Despite a difficult fundraising environment that has left many managers sitting on the sidelines, investors and others say it’s still possible for a new firm “to crack the starting lineup.”

To be sure, the odds aren’t in favour of new or first-time real estate fund sponsors when it comes to raising capital. “There are a lot of boards out there that are licking their wounds from 2008 and 2009,” said Alan Forman, director of investments at the Yale University Investments Office, speaking during a panel discussion at the ICSC/NAIOP Real Capital MarketPlace Conference in New York yesterday. “Real estate is not the favourite asset class at the board level, as it has been the laggard for the last four or five years.”

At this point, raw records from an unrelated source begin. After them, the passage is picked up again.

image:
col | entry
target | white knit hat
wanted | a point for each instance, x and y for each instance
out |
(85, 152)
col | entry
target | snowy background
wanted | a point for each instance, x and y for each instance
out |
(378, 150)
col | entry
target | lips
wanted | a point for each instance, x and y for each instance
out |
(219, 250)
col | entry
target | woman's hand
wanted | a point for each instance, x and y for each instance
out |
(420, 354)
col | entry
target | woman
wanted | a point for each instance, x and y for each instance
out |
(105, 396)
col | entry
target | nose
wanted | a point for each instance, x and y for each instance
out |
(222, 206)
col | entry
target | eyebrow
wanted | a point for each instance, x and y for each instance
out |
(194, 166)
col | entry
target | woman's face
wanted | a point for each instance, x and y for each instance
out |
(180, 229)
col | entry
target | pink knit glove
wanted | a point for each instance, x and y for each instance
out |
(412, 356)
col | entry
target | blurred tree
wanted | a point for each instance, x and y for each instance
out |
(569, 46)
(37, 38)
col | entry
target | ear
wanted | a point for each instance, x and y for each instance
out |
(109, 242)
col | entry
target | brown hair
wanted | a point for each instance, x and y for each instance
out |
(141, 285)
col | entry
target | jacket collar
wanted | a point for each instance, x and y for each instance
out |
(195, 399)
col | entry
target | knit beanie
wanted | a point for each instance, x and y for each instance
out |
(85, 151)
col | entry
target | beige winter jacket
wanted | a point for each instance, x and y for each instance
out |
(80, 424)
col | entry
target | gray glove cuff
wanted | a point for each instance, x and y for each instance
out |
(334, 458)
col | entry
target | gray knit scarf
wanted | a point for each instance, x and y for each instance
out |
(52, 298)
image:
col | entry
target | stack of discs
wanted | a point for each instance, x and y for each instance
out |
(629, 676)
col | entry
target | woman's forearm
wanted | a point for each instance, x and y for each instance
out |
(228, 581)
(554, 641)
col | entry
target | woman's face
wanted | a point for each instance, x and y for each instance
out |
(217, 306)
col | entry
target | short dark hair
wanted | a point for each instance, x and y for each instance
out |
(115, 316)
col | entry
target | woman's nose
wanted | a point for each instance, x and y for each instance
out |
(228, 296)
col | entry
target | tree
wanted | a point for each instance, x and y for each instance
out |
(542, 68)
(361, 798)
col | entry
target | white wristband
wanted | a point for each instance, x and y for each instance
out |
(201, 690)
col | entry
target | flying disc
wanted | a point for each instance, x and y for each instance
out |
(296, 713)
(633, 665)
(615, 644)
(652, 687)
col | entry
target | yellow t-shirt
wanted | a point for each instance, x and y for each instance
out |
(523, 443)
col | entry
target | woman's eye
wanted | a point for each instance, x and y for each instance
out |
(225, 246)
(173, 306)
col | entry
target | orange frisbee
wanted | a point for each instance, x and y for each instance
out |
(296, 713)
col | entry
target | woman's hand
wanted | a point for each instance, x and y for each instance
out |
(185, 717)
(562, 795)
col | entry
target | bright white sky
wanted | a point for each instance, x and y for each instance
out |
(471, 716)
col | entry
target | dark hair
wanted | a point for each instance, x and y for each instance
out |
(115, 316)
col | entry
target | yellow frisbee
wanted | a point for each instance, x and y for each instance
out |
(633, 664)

That reality has drawn negative attention to the industry and has made some investment boards less likely to increase allocations to the asset class. In addition, there has been an investor backlash against manager proliferation, where limited partners are allocating greater amounts of capital to a smaller number of managers. “People had too many managers,” said Forman. “Now people are saying, ‘I need fewer managers,’ which obviously makes it harder for a new guy to crack the starting lineup.”

Still, a manager that can offer something different to an institution can get an investor’s attention, noted Phil Riordan, chief investment officer of real estate for GE Asset Management, which manages the pension of the Stamford, Connecticut-based conglomerate. “It’s much easier for me to take the small stable of managers that we use and just say, ‘I’ll triple that allocation, and double that one,” as opposed to inviting new ones in,” he said. “Why introduce yourself to the unknown? The reason you do it is because there’s something compelling about that strategy.”

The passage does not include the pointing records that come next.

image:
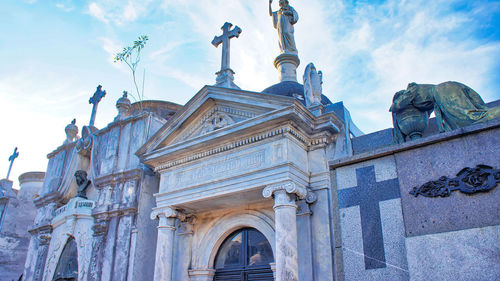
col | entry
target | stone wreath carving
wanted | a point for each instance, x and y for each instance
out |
(482, 178)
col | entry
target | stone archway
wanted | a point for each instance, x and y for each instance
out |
(244, 255)
(206, 245)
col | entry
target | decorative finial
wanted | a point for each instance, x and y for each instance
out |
(225, 76)
(95, 99)
(312, 85)
(123, 105)
(71, 132)
(11, 160)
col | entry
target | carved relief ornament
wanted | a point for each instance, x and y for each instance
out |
(482, 178)
(288, 186)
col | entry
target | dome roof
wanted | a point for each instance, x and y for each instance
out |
(291, 89)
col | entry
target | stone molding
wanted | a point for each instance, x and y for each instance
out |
(31, 177)
(120, 177)
(289, 186)
(283, 130)
(186, 224)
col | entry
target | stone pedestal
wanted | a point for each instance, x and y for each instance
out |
(287, 64)
(100, 230)
(201, 274)
(165, 243)
(285, 208)
(225, 79)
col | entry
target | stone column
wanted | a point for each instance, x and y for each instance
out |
(164, 243)
(285, 208)
(100, 229)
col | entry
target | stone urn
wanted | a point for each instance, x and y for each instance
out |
(412, 122)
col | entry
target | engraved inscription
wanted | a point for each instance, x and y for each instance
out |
(221, 167)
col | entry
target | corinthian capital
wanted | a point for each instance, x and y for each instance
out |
(288, 186)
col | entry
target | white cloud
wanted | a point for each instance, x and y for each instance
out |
(97, 12)
(130, 12)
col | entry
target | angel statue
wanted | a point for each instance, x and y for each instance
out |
(83, 183)
(283, 21)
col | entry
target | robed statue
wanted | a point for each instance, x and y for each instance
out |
(283, 21)
(455, 105)
(83, 183)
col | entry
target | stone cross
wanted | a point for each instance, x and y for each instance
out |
(225, 75)
(227, 34)
(11, 160)
(95, 99)
(367, 195)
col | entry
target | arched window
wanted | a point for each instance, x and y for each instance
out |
(67, 267)
(245, 255)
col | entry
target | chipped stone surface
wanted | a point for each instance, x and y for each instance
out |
(119, 202)
(18, 212)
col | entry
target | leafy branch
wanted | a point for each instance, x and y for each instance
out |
(132, 56)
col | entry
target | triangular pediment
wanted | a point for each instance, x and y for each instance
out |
(211, 116)
(211, 111)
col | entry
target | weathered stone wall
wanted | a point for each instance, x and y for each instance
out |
(19, 213)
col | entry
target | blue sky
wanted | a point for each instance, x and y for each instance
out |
(55, 52)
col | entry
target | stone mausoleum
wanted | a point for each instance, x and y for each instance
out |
(273, 185)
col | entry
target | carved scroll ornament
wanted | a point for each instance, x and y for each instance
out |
(482, 178)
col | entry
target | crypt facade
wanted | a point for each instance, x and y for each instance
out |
(271, 185)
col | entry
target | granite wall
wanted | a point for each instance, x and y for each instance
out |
(389, 234)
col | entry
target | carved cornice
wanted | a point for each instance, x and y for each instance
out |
(288, 186)
(166, 212)
(99, 212)
(40, 229)
(120, 177)
(282, 130)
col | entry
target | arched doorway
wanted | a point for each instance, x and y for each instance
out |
(67, 267)
(244, 255)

Although the need for stability has driven GE’s pension plan primarily to core real estate opportunities, the investor keeps the door open to non-core real estate managers that have been willing to expand their investment strategies. “Has anybody from an institutional manager standpoint thought in terms of putting up a value-add or opportunistic fund strategy and backstocking that with current yield payments going forward, so that the institution isn’t looking at the J-curve?” Riordan asked. For example, Angelo, Gordon & Co. did not have a core or core-plus strategy until GE talked to them about expanding their investment focus.

Meanwhile, Edward Schwartz, a principal at ORG Portfolio Management, a Cleveland-based consulting firm, made the case for investors to take on new managers. “There is that natural tendency to want to reduce the number of managers and over-concentrate, but what we try to stress with our clients is there may be somebody better out there,” he said.  “A lot of these managers go through a natural progression, and we think it’s very important to do some rotating through.” Of the top 25 managers two decades ago, only six remain today, he noted.

Susan Swanezy, a partner at Hodes Weill & Associates, said some first-time fund managers have been notable exceptions, such as Wheelock Street Capital, which raised $525 million for its first commingled real estate fund, Wheelock Street Real Estate Partners, in July. While the firm’s co-founders, Merrick Kleeman and Jonathan Paul, had established track records at Starwood Capital and Rockpoint Group, respectively, what also helped were Wheelock’s initial joint venture investments with Boston-based hedge fund manager Baupost.

For firms that are new to raising institutional capital, “what we try to encourage them to do is land joint venture partners or separate account mandates and establish an institutional track record,” Swanezy said. “Demonstrate your ability to execute your investment strategy, then maybe do a club deal and ultimately get to a fund, but that’s how you start today.”